Coleman, a junior wing, has emerged as the Pirates’ newest star.
“Seton Hall has to be doing everything in their power to make sure Isaiah is back next year,” Passner said.
The heated students
Transferring out is a way of life in college basketball now. Most fans accept that. It’s not so much who transfers, but how they do it, that ultimately shapes a legacy. Davis is playing his final season at Ole Miss – out of sight, out of mind.
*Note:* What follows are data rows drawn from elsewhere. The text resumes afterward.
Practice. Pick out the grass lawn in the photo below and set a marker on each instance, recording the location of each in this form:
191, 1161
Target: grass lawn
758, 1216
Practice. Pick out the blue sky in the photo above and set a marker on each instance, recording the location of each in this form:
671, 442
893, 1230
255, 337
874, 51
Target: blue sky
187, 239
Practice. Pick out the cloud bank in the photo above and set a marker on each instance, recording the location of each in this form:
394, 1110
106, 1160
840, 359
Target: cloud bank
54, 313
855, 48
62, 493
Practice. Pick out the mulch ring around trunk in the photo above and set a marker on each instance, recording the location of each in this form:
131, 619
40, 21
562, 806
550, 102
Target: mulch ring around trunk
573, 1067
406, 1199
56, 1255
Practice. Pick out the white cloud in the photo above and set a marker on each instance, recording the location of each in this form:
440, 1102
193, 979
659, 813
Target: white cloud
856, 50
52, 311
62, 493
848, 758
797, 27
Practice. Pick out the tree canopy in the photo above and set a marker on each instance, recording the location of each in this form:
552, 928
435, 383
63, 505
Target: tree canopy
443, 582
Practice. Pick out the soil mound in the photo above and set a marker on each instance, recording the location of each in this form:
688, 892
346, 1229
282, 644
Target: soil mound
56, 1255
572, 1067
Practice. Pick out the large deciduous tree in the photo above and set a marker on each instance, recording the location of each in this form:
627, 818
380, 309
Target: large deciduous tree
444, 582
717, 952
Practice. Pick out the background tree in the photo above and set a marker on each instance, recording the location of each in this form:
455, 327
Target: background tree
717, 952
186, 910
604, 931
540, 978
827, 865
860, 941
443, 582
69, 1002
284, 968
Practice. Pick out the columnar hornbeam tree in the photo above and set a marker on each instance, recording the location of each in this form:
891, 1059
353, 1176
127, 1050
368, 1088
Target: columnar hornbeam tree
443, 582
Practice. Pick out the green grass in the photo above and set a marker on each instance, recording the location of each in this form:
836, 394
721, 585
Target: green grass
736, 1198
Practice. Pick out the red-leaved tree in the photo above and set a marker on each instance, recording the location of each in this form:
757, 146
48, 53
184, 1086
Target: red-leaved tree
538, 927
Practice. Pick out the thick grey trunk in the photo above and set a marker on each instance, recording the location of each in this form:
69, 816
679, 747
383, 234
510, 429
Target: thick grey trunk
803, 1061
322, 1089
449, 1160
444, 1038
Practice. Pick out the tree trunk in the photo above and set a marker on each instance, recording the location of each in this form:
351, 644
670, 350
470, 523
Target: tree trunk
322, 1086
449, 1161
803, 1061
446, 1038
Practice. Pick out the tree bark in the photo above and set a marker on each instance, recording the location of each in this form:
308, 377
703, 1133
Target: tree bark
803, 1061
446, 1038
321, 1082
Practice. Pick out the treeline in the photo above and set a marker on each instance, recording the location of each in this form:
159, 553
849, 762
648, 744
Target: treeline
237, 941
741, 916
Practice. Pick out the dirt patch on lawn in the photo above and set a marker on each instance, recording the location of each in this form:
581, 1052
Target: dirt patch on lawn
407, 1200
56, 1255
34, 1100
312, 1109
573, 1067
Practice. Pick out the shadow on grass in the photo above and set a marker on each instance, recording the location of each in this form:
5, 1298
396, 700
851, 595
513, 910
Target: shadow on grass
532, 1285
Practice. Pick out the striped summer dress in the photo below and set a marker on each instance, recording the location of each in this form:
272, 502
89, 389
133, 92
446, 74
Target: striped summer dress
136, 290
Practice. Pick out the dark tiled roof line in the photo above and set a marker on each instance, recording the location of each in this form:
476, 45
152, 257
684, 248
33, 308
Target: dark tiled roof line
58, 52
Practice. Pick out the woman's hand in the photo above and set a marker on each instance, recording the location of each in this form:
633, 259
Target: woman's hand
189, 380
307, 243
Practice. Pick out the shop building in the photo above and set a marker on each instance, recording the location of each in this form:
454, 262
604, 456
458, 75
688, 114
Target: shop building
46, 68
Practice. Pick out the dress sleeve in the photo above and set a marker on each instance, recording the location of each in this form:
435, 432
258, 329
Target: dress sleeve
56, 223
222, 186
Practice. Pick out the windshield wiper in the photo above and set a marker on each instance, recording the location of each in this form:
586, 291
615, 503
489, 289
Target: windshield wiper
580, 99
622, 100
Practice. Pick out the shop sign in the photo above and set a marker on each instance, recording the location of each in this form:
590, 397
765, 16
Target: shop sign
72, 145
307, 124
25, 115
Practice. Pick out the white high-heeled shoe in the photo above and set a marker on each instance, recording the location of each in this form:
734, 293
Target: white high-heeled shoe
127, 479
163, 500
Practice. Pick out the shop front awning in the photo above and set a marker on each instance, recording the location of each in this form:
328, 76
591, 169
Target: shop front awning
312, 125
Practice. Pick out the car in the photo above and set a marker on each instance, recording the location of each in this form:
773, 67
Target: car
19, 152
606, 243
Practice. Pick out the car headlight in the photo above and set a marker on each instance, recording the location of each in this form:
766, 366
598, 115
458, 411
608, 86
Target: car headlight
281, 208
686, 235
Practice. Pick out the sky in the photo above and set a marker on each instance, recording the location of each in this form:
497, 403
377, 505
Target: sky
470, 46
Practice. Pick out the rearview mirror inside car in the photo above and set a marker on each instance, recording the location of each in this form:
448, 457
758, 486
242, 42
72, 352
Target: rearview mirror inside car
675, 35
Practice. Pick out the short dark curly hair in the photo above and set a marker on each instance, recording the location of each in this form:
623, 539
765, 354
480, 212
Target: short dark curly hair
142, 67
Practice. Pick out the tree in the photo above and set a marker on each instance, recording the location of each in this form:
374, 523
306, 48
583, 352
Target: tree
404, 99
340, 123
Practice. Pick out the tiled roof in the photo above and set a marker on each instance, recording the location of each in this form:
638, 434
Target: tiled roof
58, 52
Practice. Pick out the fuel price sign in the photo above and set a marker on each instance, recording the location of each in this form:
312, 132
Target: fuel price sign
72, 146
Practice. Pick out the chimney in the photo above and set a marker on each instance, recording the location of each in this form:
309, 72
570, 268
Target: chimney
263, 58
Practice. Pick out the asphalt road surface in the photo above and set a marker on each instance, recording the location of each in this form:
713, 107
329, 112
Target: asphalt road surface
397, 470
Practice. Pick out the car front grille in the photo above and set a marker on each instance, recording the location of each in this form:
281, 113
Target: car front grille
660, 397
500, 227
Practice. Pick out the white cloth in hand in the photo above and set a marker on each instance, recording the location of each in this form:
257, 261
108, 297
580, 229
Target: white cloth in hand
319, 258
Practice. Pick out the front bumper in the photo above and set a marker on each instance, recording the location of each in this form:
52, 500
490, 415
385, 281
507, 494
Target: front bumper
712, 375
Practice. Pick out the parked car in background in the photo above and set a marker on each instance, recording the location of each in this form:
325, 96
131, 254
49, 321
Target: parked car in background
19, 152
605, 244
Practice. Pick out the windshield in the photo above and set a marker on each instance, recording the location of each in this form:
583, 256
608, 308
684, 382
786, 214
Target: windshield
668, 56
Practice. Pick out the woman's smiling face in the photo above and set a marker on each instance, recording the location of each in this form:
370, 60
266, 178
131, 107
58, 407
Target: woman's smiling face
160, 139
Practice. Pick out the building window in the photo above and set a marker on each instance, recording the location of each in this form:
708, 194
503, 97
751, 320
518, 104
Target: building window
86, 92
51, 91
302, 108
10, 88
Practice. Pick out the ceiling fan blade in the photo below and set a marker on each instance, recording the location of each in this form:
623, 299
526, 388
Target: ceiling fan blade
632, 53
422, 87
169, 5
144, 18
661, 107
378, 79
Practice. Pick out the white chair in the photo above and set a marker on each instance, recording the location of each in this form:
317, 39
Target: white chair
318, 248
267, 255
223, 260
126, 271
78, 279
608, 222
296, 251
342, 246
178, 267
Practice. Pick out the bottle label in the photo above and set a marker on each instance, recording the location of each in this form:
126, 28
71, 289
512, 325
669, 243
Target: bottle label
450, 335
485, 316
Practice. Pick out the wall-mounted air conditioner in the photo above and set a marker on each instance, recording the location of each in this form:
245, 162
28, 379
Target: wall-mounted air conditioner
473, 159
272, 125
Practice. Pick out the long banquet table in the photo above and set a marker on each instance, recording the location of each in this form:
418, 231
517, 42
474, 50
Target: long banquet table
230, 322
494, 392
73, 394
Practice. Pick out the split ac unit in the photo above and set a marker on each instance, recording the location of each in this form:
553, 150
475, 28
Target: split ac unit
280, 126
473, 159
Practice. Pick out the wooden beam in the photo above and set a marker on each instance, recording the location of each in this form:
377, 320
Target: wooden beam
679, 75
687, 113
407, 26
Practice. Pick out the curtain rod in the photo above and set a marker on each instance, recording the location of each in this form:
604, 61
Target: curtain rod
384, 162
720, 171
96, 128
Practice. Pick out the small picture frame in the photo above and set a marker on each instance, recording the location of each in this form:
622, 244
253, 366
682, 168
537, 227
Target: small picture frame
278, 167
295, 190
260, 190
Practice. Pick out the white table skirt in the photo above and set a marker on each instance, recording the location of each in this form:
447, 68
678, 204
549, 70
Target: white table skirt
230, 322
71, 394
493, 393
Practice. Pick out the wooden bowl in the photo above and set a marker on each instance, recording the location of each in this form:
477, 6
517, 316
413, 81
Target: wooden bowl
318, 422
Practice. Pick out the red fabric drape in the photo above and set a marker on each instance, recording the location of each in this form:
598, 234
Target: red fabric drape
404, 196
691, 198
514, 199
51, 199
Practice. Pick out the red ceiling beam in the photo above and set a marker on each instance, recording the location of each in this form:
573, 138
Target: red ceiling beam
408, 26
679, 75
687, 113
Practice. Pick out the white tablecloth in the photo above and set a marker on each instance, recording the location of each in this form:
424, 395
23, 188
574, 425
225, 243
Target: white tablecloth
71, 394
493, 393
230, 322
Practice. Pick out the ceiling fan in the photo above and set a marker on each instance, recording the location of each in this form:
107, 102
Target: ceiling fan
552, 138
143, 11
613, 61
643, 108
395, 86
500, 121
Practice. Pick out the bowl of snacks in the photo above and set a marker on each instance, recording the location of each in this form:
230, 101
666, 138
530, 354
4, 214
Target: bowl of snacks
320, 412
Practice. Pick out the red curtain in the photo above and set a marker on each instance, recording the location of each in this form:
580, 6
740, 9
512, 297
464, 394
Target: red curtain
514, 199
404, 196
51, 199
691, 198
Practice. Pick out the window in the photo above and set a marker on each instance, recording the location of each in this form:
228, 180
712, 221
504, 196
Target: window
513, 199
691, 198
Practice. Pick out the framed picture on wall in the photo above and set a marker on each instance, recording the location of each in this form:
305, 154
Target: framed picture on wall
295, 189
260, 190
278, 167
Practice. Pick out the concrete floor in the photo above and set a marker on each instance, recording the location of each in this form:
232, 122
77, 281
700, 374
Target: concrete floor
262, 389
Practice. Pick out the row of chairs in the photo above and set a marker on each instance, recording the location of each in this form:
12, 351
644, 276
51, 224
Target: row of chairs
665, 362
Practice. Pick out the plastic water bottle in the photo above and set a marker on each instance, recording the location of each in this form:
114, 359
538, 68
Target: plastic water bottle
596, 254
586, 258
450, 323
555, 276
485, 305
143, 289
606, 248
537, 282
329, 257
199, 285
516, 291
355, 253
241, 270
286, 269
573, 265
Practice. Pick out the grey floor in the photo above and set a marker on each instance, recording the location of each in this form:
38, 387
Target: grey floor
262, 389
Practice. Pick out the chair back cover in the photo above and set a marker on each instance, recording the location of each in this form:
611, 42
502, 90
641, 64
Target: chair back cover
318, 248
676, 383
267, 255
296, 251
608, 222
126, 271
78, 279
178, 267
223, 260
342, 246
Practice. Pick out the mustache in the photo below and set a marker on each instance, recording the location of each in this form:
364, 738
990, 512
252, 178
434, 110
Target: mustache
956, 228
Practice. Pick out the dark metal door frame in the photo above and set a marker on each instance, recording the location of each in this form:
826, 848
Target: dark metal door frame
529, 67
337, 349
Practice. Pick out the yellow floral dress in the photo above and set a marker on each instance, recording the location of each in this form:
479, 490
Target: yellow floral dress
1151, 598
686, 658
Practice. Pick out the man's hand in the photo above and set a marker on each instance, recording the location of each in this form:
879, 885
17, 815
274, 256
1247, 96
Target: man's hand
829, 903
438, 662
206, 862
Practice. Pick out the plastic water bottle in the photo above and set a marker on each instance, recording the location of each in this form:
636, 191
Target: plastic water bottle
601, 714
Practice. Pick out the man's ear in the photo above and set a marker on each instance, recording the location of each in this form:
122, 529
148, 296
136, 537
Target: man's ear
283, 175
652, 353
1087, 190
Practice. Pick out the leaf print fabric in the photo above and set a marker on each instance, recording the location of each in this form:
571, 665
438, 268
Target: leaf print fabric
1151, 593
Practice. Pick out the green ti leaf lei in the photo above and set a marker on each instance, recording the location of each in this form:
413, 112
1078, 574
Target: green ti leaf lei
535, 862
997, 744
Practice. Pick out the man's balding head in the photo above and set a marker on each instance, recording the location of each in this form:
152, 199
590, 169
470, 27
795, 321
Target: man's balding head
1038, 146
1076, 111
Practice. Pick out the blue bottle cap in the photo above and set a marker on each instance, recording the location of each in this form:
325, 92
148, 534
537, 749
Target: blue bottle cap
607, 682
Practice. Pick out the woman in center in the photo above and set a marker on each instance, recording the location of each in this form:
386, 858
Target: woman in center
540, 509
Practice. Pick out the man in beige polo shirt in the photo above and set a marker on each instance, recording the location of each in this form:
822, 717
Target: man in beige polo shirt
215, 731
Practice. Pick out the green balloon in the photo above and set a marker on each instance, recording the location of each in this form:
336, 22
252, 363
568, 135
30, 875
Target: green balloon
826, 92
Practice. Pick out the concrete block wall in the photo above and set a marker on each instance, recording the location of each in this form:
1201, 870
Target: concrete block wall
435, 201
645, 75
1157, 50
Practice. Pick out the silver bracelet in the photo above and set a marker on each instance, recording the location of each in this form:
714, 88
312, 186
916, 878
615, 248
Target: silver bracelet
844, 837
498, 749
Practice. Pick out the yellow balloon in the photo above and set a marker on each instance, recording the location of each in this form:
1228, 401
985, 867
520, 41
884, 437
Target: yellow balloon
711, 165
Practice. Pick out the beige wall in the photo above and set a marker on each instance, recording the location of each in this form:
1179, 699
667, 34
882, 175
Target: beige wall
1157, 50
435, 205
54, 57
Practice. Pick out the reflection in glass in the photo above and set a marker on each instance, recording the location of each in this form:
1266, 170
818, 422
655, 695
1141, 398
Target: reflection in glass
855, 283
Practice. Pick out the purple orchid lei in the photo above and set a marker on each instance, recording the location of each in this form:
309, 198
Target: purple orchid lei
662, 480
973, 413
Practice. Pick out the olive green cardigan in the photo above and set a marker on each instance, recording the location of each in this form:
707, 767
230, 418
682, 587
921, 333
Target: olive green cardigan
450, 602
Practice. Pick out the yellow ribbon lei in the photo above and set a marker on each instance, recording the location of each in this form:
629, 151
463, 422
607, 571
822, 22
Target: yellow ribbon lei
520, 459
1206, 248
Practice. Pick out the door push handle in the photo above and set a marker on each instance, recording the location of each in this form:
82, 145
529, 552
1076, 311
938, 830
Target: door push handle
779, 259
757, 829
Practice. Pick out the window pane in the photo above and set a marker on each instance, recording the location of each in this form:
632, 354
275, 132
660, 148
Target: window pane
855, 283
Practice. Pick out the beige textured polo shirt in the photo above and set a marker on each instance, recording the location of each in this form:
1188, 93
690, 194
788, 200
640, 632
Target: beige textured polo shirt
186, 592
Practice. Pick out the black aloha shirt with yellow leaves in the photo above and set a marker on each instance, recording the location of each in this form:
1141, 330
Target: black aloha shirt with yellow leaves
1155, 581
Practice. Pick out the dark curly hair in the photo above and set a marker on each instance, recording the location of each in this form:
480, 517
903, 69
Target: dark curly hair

“Dre Davis, seeing him go was painful because he left it all on the court, but he’s got a family (a young daughter) and there are other factors,” Fortin said. “If Kadary went to Duke or Texas, it would have been like, ‘Darn, what are you going to do? At least we don’t have to see him.’
“But going to St. John’s and having to play him twice a year, it’s awful.”
Jack Bosworth, another student-section leader and a member of Seton Hall’s Big East champion golf team, echoed that sentiment.
“Dre did the more respectful thing,” Bosworth said. “You don’t go to a rival like that. It’s that much more of a sting.”
Ticket sales for Saturday are coming close to selling out the Prudential Center’s lower bowl, and for many of the 9,000-plus fans who will be in attendance, this will be more than a game. It will be a therapy session.
A loud one.
“There’s going to be a lot of boos, especially at the start,” Bosworth said. “He does play a lot, so it’ll be tough to boo him every time he touches the ball. But we’ll make our presence felt.”